Total RNA was extracted using Trizol method (Invitrogen, Carlsbad, USA) from the dermal layer of the skin biopsy obtained from the Alopecia patient (in vivo study), dermal cell line (in vitro study) and dermal cells treated with different concentration of serum. The RNA was reverse transcribed to complementary DNA (cDNA) using Applied Biosystems high capacity cDNA kit (Applied Biosystems, USA) and used for RT/PCR of various molecular markers such as CD34, Keratin 18, IL-6, CD 105, CD73, CD13, Oct4, Nanog, SOX2, and β-Actin (internal control) as described in previous studies [3-5,20]. The amplified PCR products were run on 2% Agarose gel electrophoresis and observed under the gel documentation system (Cell Biosciences) and were photographed.

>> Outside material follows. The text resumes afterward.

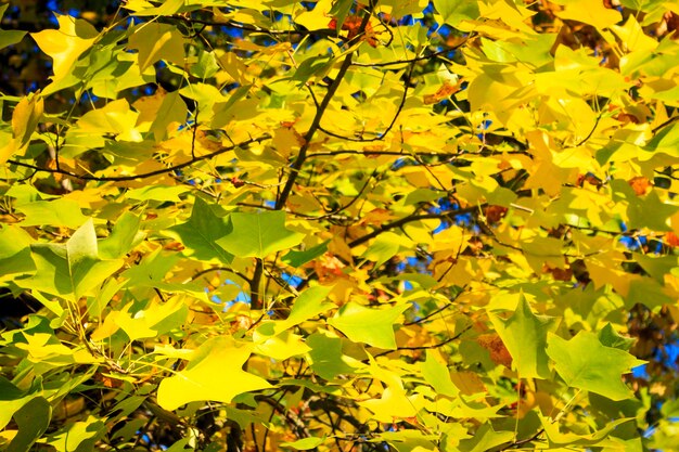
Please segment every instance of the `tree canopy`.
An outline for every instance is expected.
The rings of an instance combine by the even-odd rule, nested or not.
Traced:
[[[0,449],[679,450],[679,3],[0,3]]]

Isolation of human dermal cells from scalp biopsy of Androgenetic Alopecia patient was previously described in the materials and methods. Regular monitoring of the culture dishes was done every day and within 3 - 4 days of incubation, outgrowth of cells was observed. Phase contrast microscopy of the development of dermal cell line was shown in Figures 1(a)-(d).
In our present study, we have studied 9 molecular stem cell markers for the characterization of Human Dermal skin biopsy (in vivo) and isolated dermal cells (in vitro) by RT/PCR technology.